The microcontroller at the heart of our architecture is the TMS320F28378D from Texas Instruments, boasting an impressive frequency management capability of up to 200 MHz. While this frequency range may seem excessive for the immediate task at hand, this deliberate choice is made to accommodate potential scalability and future enhancements, ensuring the system's adaptability.

To operate gate drivers, the TLP 258 is employed, featuring a maximum operating frequency of 28 kHz. This selection, in conjunction with the microcontroller's increased frequency, facilitates smooth operation and efficient control of the system. Different scenarios are explored under static and dynamic conditions, as showcased in Figures  and , demonstrating unit testing with continuous R and RL loads.

Figure 15. Voltage and current for constant R load.

Figure 15. Voltage and current for constant R load.

Figure 16. Voltage and current for constant RL load.

Figure 16. Voltage and current for constant RL load.
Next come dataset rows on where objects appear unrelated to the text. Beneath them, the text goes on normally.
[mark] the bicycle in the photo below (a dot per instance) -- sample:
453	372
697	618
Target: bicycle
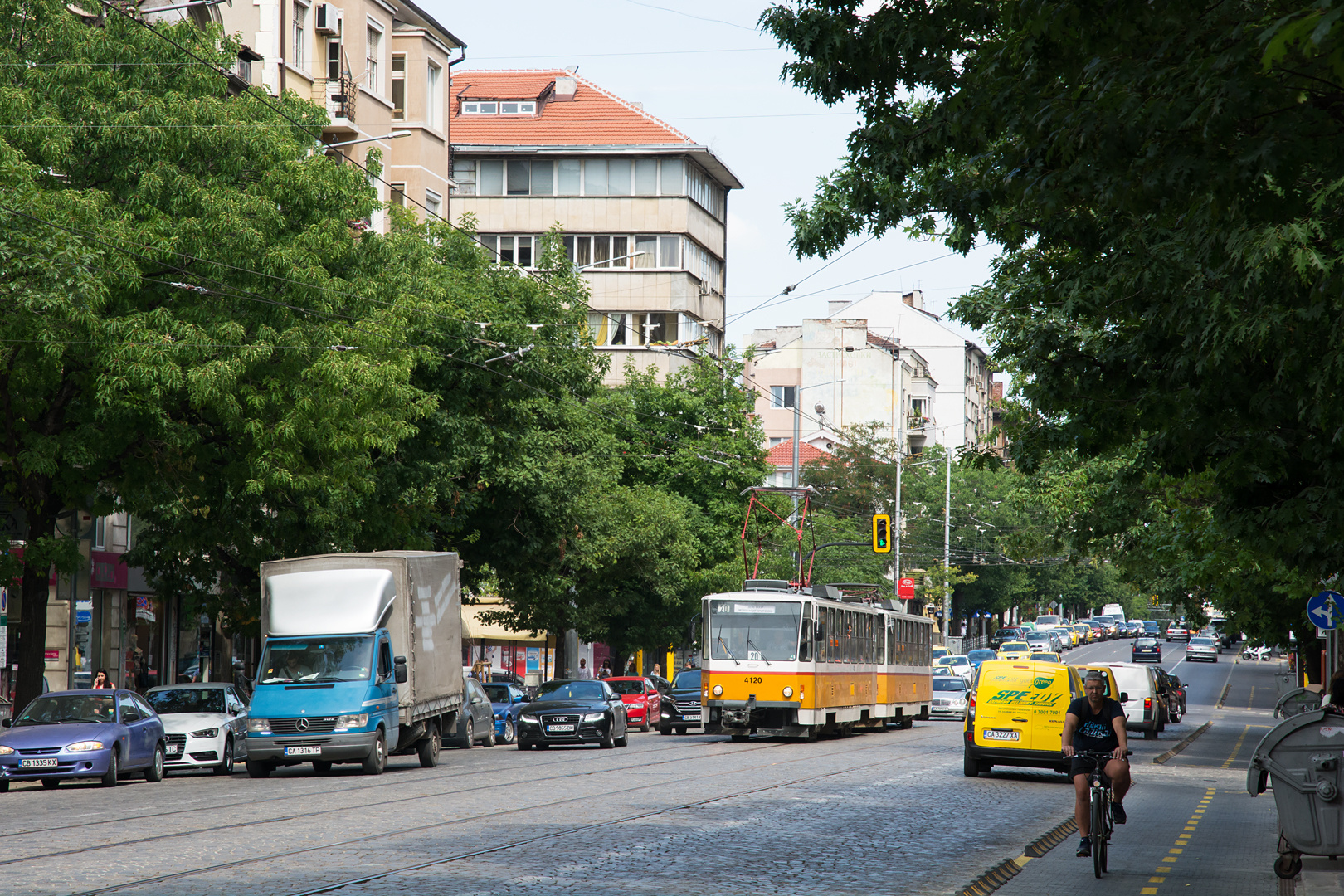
1101	818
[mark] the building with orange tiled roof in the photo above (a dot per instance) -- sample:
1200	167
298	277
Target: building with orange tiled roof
644	207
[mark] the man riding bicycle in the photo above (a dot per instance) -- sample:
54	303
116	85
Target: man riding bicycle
1096	723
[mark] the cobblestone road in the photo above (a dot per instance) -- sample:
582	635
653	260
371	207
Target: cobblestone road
884	813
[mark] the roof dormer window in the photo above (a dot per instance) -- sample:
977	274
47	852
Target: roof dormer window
505	108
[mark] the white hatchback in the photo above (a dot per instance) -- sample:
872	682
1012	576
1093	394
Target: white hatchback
1202	649
205	726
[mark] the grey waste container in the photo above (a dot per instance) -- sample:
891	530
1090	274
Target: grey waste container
1301	755
1296	702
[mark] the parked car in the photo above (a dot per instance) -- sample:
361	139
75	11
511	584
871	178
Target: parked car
641	699
1202	649
949	698
680	709
1177	631
507	703
976	657
476	719
1142	699
82	733
574	712
205	726
1146	650
957	663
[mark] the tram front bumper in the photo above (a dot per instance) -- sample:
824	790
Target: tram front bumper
745	716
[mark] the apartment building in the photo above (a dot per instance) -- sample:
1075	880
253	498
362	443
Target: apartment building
643	207
379	67
960	411
839	373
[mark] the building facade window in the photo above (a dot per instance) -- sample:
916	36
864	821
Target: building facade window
587	178
398	86
373	56
299	52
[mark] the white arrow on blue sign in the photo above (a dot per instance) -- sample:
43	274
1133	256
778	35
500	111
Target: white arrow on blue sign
1326	609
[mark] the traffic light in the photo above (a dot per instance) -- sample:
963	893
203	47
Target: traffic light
882	533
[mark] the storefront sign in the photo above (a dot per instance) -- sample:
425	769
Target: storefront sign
108	570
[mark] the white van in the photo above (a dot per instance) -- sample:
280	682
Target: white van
1138	696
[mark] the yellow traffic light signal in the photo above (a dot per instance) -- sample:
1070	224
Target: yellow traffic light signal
882	533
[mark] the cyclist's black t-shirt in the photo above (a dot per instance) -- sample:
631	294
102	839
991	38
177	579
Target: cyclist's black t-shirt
1094	733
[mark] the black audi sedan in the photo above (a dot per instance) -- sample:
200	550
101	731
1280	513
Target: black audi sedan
572	712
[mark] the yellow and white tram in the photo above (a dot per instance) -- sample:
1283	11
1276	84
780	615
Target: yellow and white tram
795	661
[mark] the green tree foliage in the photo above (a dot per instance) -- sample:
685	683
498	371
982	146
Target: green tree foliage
175	265
1164	180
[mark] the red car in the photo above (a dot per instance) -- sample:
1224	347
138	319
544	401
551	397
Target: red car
640	699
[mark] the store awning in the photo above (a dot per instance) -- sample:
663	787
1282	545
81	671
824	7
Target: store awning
476	629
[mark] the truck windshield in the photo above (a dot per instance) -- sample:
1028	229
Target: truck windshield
754	631
286	661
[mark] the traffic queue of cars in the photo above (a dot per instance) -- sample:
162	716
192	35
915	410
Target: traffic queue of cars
110	735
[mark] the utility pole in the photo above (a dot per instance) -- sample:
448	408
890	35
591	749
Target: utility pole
947	544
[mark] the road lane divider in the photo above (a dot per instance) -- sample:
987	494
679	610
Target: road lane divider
1161	758
1176	852
1010	868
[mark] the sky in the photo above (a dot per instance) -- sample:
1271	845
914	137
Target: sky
704	69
Dynamic situations, illustrated in Figure , simulate variations in the load, akin to a fan's capacity with regulation. The transition in load is clearly depicted, revealing a clean and glitch-free modulated signal as the resistor is adjusted in steps. This dynamic responsiveness underscores the effective functioning of the system.

Figure 17. Voltage and current for changing R load.

Figure 17. Voltage and current for changing R load.

Figure  further elucidates the impact of adjusting the control signal. A noticeable correlation emerges between the reduction in switching frequency, the stages created in voltage levels, and the subsequent decrease in voltage amplitude. This dynamic behaviour showcases the system's adaptability and response to varying control signals.

Figure 18. Voltage and current for changing modulation index.

Figure 18. Voltage and current for changing modulation index.

To quantify the effectiveness of the converters, PLECS technology is employed, considering the values obtained under the experimental settings. The calculated performance is an impressive 97.8%, affirming the efficiency of the system in converting input to desired output.

6. Conclusion

This paper concludes that by utilizing four intelligence optimization techniques, this work addresses the harmonics reduction issue for cascaded H-bridge multilevel inverters. Two of these techniques were introduced intelligence optimization algorithms: SSA and MNSGA-II. A much more common algorithm, GA and PSO, is built for comparison. Mathematical scenarios were simulated on seven-level, eleven-level, and fifteen-level multilevel inverters. For modulation indices varying between 0.4 and 1, optimal switching orientations were computed and presented using all approaches. Harmonic distortion results are indeed computed and shown. Mathematical computations reveal that the SSA and MNSGA-II algorithms solve the harmonics removal issue just as well as the GA and PSO algorithms. MNSGA-II, on the other hand, produces higher reliable mathematical simulations having lower standard deviation than SSA. Furthermore, a MATLAB Simulink model using a 7-level cascaded H-bridge Multilevel inverter is created to validate the modelling findings and voltages produced utilizing nearly optimal switching orientations in two example situations demonstrated. Harmonic distortion estimates for these situations were also determined using the FFT Analytical Model. It was discovered that perhaps the calculated values produced utilizing modelled scenarios and the MATLAB Simulink models produce identical results with a 1 percentage difference. The work would be expanded in the future by integrating multilevel inverters having uneven DC supplies to represent PV systems with varying outputs. Furthermore, hybridization of optimization approaches would be introduced to increase efficiency further.

Disclosure statement

No potential conflict of interest was reported by the author(s).